For e.g.: ABC Technologies, operating in 8 States in India is currently required to file 2 service tax returns annually (half yearly basis). Under the GST regime, ABC Technologies will have to file the following returns:
• 96 monthly returns (12 returns in a year in 8 States)
• 8 annual returns (1 per registration)
• 1 ISD return (assuming 1 unit has ISD registration)
The compliance costs involved in filing of the returns are thus expected to increase. Requirement of uploading the invoice-level details on a monthly basis, which is heavily cumbersome, is an added responsibility on the person filing the returns which warrants the entities to have a robust IT framework and a qualified team to cater to the return requirements.
In this article, the returns to be filed in Form 3B has not been discussed.
As discussed above, the invoicing pattern of the entities will have to undergo a radical change to provide for charging the appropriate tax i.e. CGST + SGST (on intra-State supply) and IGST (on inter-State supply) at every stage of raising the invoice.
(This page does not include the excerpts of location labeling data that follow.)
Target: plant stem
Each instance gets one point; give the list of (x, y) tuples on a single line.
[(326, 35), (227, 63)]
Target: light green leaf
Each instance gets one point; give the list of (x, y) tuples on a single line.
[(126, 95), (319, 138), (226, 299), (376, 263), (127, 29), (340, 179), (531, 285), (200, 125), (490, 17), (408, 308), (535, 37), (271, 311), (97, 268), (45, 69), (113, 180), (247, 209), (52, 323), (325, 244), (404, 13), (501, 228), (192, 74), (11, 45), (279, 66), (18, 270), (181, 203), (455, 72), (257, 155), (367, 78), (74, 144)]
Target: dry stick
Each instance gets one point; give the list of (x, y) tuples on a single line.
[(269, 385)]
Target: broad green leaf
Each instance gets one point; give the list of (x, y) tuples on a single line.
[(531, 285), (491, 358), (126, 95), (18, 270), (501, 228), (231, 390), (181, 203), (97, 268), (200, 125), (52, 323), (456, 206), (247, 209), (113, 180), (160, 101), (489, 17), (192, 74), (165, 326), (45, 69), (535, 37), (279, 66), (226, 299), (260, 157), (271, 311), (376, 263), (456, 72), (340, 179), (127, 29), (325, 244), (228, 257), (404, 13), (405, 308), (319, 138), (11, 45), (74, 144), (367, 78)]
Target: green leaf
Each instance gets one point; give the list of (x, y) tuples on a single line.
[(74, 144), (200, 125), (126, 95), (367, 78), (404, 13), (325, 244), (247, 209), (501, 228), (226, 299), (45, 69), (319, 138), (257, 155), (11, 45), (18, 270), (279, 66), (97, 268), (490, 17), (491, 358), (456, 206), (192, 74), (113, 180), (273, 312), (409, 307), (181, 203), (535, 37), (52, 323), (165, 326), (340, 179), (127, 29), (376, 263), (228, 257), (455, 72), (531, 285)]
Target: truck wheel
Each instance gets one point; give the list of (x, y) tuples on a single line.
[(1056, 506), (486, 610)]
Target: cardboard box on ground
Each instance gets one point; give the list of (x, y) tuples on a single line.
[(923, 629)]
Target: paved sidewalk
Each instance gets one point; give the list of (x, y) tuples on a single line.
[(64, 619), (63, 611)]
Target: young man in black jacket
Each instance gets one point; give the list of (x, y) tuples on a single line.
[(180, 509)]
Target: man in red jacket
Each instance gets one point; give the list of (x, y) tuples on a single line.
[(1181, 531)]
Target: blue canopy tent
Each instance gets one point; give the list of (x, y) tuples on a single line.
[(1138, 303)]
Further, the GST law mandates the maintenance of a consecutive number for all the invoices raised by one entity under a single registration.
Inward supplies effected from un-registered persons would be liable to tax under Reverse Charge Mechanism (RCM); thus, entities will have to issue a tax invoice in such cases also. This is a huge deviation from the current service tax law where only services were liable to tax under RCM based on the nature of service only and not based on the registration status of the supplier.
n. Transitional Issues
The transitional provisions play a vital role in transiting from the existing VAT/ Excise/ Service Tax laws to the GST regime. Primarily, no transitional credit will be allowed if:
• The said credits are not eligible under the GST law; and
• The returns under the existing laws are not furnished for the last 6 months
No tax is payable under the GST regime to the extent tax is leviable on services under the existing laws. Further, all refunds pertaining to taxes paid under existing laws would be processed and disposed as per the provisions of existing laws itself. Any refund found eligible would be paid in cash and if any refund is fully or partially rejected, such amount of claim shall stand lapsed. Appeals in relation to such rejection will be disposed under the existing laws itself. Pending refund balances cannot be carried forward as credit under the GST law at any cost.
o. IT Infrastructure
IT infrastructure is one of the basic requirements for successful implementation of Goods and Services Tax and it should be well in place before the implementation of GST in India. At present, the e-filing of returns (and forms w.r.t. State laws) under VAT, excise duty and service tax laws is a bitter experience for the taxpayers, especially around the due dates. This is despite the fact that invoice level details are not a mandatory requirement, which is a requisite under the GST law.
Further, input tax credit is available to the recipient based on pull-push mechanism only, thus requiring monitoring the details furnished by the supplier, probably on a real-time basis. Considering the volume of transactions, invoice level details that need to be uploaded, reconciliations required etc., a robust IT infrastructure would be a basic necessity.
The IT industry can rejoice on various fronts like removal of dual taxation and cascading tax effect on dealers, fungibility of input tax credit. However, while the law has come a long way from the Model GST law released in June 2016 with a promise of a simpler, uniform and efficient tax system, the concerns of the industry are primarily directed towards classification of goods and services, determination of nature of supply, refund procedures and ease of doing exports.